The near-death experiences of patients with locked-in syndrome
7/16/15

“The feeling that you're no longer in your body can occur in many circumstances, the moment certain brain connections are altered or even simply modified", Vanessa Charland-Verville points out. “Sometimes, extreme fatigue is enough.” The researcher adds that the brain 'likes’ to create meaning. It is also inclined to construct highly coherent stories underpinned by highly complex imagery, which the subject, cut off from the outside world, tends to interpret as emanating from it and having all the characteristics of reality.

Well, in that case, how do we explain experiencers who tell us, for instance, what was happening in the room next to where they were being resuscitated by the doctors? Vanessa Charland-Verville’s answer is that the information is always reported after the event and that we have no proof of what exactly went on in the adjacent room. In short, there is no scientific rigour involved. “There is a group of researchers in the field of NDE who seem to work in a circular manner", she says. “They believe in life after death and hence allow this belief to affect their conclusions. Of course, there are still many unanswered questions to be explored, but is this a reason for formulating assertions that aren’t based on any rigorous scientific observations? As far as I’m concerned, I would like to see the elaboration of experimental protocols: in science, you can only conclude on what you can test.”

Indeed, reports of isolated cases carry little weight in science.  Especially because statistical probability has to be taken into account. Furthermore, we can’t exclude the fact that some patients may have had flashes of consciousness during which they saw, heard or felt things. “Their memories could be comparable to those you might have when waking up from anaesthesia”, Vanessa Charland-Verville explains.

Dysfunction of regions of the brain

Let’s turn the page on the spiritual interpretations of NDE. Several psychological interpretations have also been put forward. According to one of them, these experiences consist of a form of depersonalisation, a feeling of losing your sense of reality, which acts as a means of defence when faced with the threat of death. It is as though our subconscious creates a ‘story’ to deny the imminence of our death. But in that case, how can we explain the occurrence of NDE when we aren't in a life-threatening situation? This interpretation is fragmentary at best.
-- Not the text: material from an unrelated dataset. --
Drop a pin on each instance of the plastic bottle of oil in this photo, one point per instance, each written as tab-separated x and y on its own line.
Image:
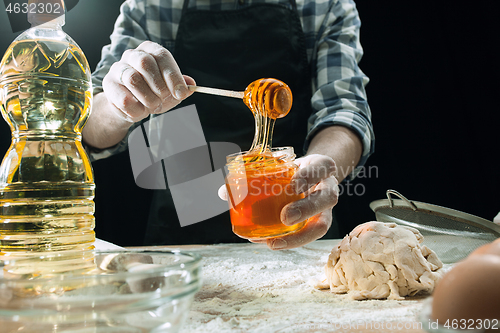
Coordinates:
46	180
The third category of explanatory theories is neurological. They certainly aren’t lacking but, for now, the most relevant ones associate the various components of NDE (tunnel of light, OBE, etc.) with a dysfunction of specific brain regions that have been injured, especially as a result of a head injury or a lack of oxygen caused by cardiac arrest. The facts plead in favour of this hypothesis. Let’s look at the example of out-of-body experiences again. In 2002, surgeons at the university hospital in Geneva involuntarily provoked an OBE in an epileptic patient by stimulating the right temporoparietal region of the brain. And five years later, a team from Antwerp experimentally obtained the same result by stimulating the same region through magnetic transcranial stimulation and implanted electrodes.

Flashbulb memories of hallucinations?

Regarding the chaotic conditions during which NDE are likely to take place, it is very difficult to study them in real time. Therefore, the researchers from ULg’s Coma Science Group and Liège CHU are aiming to connect the characteristics of NDEs reported by experiencers taking part in their studies, with possible residual lesions in brain regions likely to be responsible for the unusual experience these people have reported. We have just mentioned the right temporoparietal region for OBE, but there are other regions that could possibly ‘support’ other components of NDE.
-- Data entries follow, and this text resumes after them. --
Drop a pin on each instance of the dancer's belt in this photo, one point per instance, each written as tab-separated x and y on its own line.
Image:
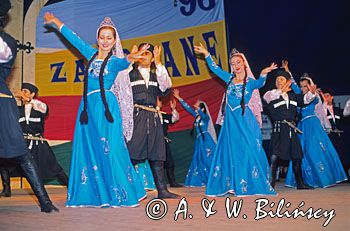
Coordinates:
34	137
292	125
148	108
2	95
167	139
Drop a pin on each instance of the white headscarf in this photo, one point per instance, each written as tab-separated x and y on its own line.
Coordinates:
255	102
319	110
122	86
During a cardiac arrest, a brain haemorrhage or a head injury, some regions of the brain suffer more than others, especially in response to a lack of oxygen.  These are the ones the researchers at ULg suspect of being involved in NDEs. “Even years after an NDE episode, the sensitivity of imaging techniques allows us to look for minuscule scars, the slightest epileptic activity, small oedemas or minor blood deposits that could suggest the presence of microlesions in a particular area of the brain”, Steven Laureys, head of the Coma Science Group, explained to us in 2013.